I think we can expect 10x...1000x boost just based on what we know right now.
visarga t1_ja55tll wrote
Reply to comment by thecoffeejesus in People lack imagination and it’s really bothering me by thecoffeejesus
That's meaningless. Even enumerating all games of Go is tedious, 10^170, more than 10^80 the number of atoms in the universe, and that's only a small corner of "everything that can happen". If you put two go boards side by side the number of state multiplies between them.
visarga t1_ja55edi wrote
Reply to comment by ShidaPenns in People lack imagination and it’s really bothering me by thecoffeejesus
Probably money is the most important thing. $1B given by MS to OpenAI in 2019 became GPT-3.
visarga t1_ja5450y wrote
Reply to comment by Difficult_Review9741 in People lack imagination and it’s really bothering me by thecoffeejesus
No, it's not about flashiness. Those ML apps you are talking about were specialised projects, each one developed independently. LLMs on the other hand are generalist. They can do thousands of known tasks and countless more, including combinations of tasks.
Instead of taking one year or more to provide a proof of concept, you can do that in a week. Instead of painstakingly labelling tens of thousands of examples, you just prompt with 4 examples. The entry barrier is so low now for many applications that anyone with programming experience can do it.
For vision, the CLIP model gives us a way to make classifiers without any samples, and the diffusion models allow us to generate any image.

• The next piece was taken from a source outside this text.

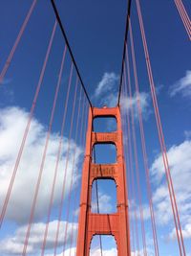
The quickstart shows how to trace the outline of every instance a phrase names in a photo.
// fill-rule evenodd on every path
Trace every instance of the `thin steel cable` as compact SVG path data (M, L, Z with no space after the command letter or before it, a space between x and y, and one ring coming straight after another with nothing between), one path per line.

All without retraining, without large scale labelling.
visarga t1_jcjp7gt wrote
Reply to comment by Exogenesis98 in Those who know... by Destiny_Knight
That's one future job for us. Be the legs and hands of an AI. Using our human privileges (passport, legal rights) and mobility to take it anywhere and act in the world. I bet there will be more AIs than people available, so they will have to pay more to hire an avatar. Jobless problem solved by AI. A robot would be different, it doesn't have human rights, it's just a device. A human can provide "human-in-the-loop" service.